IAS19 distorting £163bn pensions deficit

Hymans Robertson's newly launched pension deficits measure, penSAFE, has shown that the total deficit faced by FTSE350 companies amounts to £163bn.

The independent pensions and benefits consultant has unveiled the measure to aid UK firms when assessing the varying risks that defined benefit (DB) pension schemes pose. It said that 20 firms share £100bn of these total deficits.

Its penSAFE report, which puts pensions into context for businesses, combines four distinct measures to illustrate the strain pension schemes place n FTSE350 firms. Hymans Robertson said that by stripping away the distortion that they said is caused by IAS19.

"The IAS19 standard currently masks the pensions problem by allowing the measurement of liabilities to be distorted by the credit crisis," explained Chris Hurry, partner at Hymans Robertson. "Our estimates show the true picture is closer to £163bn deficit."

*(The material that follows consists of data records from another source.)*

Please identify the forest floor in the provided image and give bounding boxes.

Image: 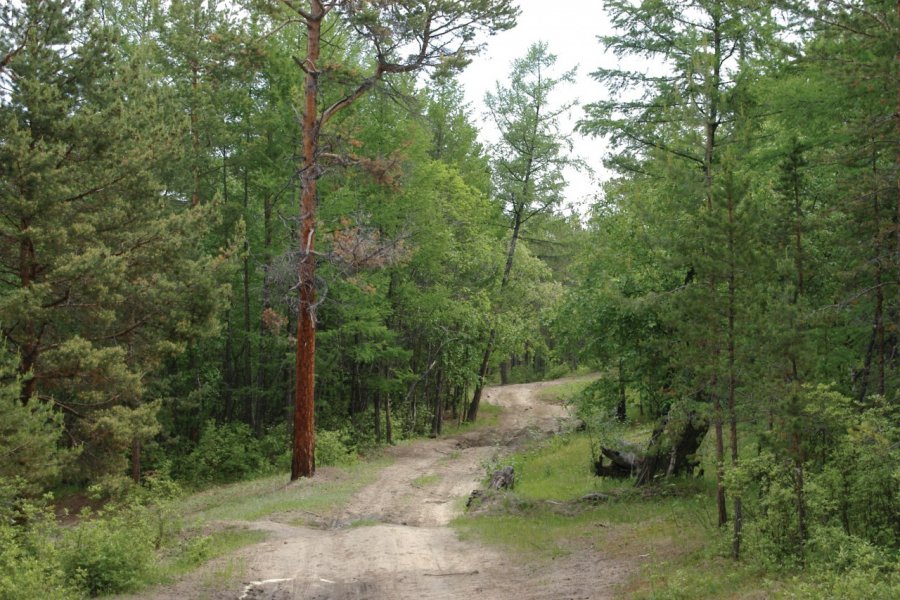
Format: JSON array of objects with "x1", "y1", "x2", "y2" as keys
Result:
[{"x1": 122, "y1": 375, "x2": 628, "y2": 600}]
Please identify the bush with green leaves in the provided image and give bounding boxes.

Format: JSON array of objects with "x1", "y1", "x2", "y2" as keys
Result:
[
  {"x1": 258, "y1": 423, "x2": 292, "y2": 471},
  {"x1": 738, "y1": 385, "x2": 899, "y2": 572},
  {"x1": 174, "y1": 420, "x2": 267, "y2": 484},
  {"x1": 315, "y1": 429, "x2": 358, "y2": 466},
  {"x1": 57, "y1": 505, "x2": 157, "y2": 596},
  {"x1": 0, "y1": 495, "x2": 77, "y2": 600}
]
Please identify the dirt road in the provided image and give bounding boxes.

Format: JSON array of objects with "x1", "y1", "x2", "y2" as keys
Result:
[{"x1": 144, "y1": 378, "x2": 626, "y2": 599}]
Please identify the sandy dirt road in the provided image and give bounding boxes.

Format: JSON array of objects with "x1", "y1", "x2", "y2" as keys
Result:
[{"x1": 138, "y1": 378, "x2": 627, "y2": 599}]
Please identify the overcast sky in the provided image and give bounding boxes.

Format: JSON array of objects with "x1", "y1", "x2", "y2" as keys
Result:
[{"x1": 457, "y1": 0, "x2": 621, "y2": 213}]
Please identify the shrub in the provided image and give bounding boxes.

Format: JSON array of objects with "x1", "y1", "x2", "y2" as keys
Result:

The report found that around 40 per cent of FTSE350 companies with final salary schemes have pensions deficits that represent more than a quarter of the company's value, or that would take more than a year of earnings to pay off.

The financial sector was found to be least affected by pensions issues, and that despite greater trustee powers, companies spend less today on pensions deficits as a proportion of earnings than they did two years ago. Hymans Robertson said this is also surprising when the stringent funding requirements are taken into account.

"Looking at aggregate accounting pension surpluses and deficits misses the point of the pensions risks facing UK firms," said Clive Fortes, head of corporate consulting at Hymans Robertson. "The dramatic increase in relative penSAFE deficits reflects the impact not only of lower values of the supporting businesses but falling scheme asset values. This is particularly true where schemes have had significant exposure to the equity market. In the coming months, it will be interesting to see if scheme trustees ask their sponsors for more cash to fund deficits and whether this has a negative effect on UK plc's ability to climb out of recession."